James Alexander Patten, journalist, editor, and author, was born in Brooklyn, New York, the son of William D. Patten and his wife Sarah Ann Alexander. He was educated in the Brooklyn schools, and began his journalistic work as dramatic critic on the Evening Star. He was writing for the Sunday Mercury as early as 1859; later he wrote stories of Colonial and Revolutionary times in the New York Weekly (1868), New York Sunday Times, Street and Smith's Literary Album (1867), and New York Dispatch. He also wrote for the Daily Herald and Times; and for the Evening World he wrote stories of Old New York. He also produced some novelettes for Tousey. Among his biographical and historical writings are "Battle for Union," a Civil War history which ran for four years in the New York Weekly Mercury, "Lives of the Clergy of New York and Brooklyn" (1874), and "The Self-Made Men of Our Times," a series of biographies of living persons in Frank Leslie's Chimney Corner. A prize novel, entitled "Our Father's Bones," was based on the history of the Wallabout Prison Ships. He was assistant editor of Munsey's Weekly when it was first started and wrote sketches for the Argosy. For eleven years he was editor of a trade paper, and for a time editor of Frank Leslie's Weekly. At one time he was a director of a book company. He died at Roseville, New Jersey, April 17, 1913.

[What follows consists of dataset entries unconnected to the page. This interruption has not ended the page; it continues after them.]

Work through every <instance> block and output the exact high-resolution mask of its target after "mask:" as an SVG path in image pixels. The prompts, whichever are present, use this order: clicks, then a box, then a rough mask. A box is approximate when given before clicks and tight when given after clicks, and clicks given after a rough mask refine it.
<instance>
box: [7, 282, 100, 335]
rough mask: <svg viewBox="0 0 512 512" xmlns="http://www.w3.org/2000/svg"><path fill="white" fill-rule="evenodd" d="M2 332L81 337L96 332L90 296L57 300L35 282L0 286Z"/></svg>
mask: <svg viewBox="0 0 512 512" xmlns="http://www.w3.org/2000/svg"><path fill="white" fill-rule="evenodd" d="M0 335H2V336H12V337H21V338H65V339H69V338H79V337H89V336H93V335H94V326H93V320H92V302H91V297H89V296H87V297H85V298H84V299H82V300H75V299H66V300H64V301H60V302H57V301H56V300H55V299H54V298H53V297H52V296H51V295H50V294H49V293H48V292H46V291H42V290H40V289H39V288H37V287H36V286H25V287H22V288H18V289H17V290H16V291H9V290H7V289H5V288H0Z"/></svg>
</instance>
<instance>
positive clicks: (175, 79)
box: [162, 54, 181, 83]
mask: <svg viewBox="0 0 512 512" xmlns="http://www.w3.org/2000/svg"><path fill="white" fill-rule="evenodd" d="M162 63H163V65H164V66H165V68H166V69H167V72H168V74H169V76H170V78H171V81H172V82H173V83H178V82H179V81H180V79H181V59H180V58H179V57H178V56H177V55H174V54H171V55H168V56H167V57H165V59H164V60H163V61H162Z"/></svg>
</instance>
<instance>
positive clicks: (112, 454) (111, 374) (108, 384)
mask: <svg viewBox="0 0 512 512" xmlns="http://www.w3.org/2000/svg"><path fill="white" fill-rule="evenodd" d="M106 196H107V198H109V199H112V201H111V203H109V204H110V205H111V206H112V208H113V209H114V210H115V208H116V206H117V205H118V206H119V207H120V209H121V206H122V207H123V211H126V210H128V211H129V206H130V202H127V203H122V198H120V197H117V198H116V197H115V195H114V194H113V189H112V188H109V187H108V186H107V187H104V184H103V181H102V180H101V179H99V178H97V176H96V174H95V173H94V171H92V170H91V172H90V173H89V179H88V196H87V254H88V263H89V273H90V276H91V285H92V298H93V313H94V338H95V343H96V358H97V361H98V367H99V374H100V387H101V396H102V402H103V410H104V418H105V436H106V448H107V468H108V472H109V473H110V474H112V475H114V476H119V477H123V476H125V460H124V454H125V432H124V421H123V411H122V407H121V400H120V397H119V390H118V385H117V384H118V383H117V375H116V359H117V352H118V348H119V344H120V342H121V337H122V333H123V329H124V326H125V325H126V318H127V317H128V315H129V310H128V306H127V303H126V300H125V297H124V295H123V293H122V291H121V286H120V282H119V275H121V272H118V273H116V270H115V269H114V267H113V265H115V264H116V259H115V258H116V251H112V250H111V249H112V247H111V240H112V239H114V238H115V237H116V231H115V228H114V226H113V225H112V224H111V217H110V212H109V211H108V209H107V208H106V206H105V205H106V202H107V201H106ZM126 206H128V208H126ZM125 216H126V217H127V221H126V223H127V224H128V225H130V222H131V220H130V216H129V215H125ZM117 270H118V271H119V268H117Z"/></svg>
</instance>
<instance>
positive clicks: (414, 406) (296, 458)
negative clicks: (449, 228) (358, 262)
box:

Besides the novel listed below, he wrote two series of "Talked About People" for the Saturday Journal, giving biographies of some fifty prominent men and women.
REFERENCES: Who's Who in New York City and State, 1907, 1022; Brooklyn Directories, 1867 to 1910; obituary notices in the New York Times and New York Herald, both of April 19, 1913; Publishers' Weekly, December 2, 1889, 1186.